Главное, что не было сделано в период с 2008 года, – не были разделены власть и бизнес. У нас и государство приватизировано, и за формально частным бизнесом стоит чиновник. Это становой хребет всей нашей экономической и политической системы.
– Во всем мире государство вошло в проблемные банки. Может, кризис не лучшее время для разделения института власти и института собственности?
– В России – лучшее. Когда нефть упала до 35 долларов, эта ситуация напоминала 1991 год, только с резервами и большей стабильностью. Но и сейчас именно цена за баррель могла бы сподвигнуть государство на весьма радикальные реформы.
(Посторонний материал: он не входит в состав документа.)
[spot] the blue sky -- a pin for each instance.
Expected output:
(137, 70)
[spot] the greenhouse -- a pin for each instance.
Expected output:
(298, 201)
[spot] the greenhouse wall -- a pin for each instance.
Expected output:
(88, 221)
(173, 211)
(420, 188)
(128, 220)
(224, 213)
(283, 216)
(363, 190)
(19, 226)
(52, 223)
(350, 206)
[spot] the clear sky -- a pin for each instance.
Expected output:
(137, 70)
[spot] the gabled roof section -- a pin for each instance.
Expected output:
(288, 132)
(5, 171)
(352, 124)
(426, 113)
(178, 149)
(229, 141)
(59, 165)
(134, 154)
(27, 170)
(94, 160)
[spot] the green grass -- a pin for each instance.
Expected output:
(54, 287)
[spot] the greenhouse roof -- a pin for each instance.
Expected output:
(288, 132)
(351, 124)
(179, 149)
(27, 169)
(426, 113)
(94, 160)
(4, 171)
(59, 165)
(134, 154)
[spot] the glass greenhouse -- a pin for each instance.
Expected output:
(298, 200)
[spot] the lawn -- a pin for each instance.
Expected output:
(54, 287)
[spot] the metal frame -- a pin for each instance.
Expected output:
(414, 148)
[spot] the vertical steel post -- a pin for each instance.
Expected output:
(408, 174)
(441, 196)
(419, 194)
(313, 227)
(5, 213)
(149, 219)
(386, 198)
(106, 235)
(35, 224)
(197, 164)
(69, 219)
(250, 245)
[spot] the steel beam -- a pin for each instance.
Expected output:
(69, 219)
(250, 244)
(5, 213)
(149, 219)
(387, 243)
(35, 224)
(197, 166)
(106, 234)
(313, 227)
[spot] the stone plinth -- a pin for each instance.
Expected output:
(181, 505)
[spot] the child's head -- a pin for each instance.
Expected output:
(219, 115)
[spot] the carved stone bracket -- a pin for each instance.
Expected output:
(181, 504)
Как сказал Герман Греф: «Реформа начнется тогда, когда кончится нефть». Но в 2008-м – начале 2009 года окно возможностей открылось и сразу же закрылось.
Те социальные обязательства, которые у нас есть, мы можем поддержать и нарастить, только если совершим маневр с рынком труда. Мы видим, что инвестиции не идут, новые рабочие места не создаются. Как только будут создаваться новые рабочие места и при этом будет расти безработица – это будет позитив. Такой вот парадокс, объясняющийся тем, что две трети рабочих мест в нашей экономике неэффективны. Высокие зарплаты у нас в ТЭКе, в банковской системе – хотя ЦБ говорит, что треть банков надо сократить, – в страховом секторе, есть отдельные предприятия в обрабатывающей промышленности. Но основная масса – это неэффективное производство. Чтобы и люди были довольны, оставаясь на своих местах, и одновременно осуществить крупную инновацию, – такое зачастую просто невозможно.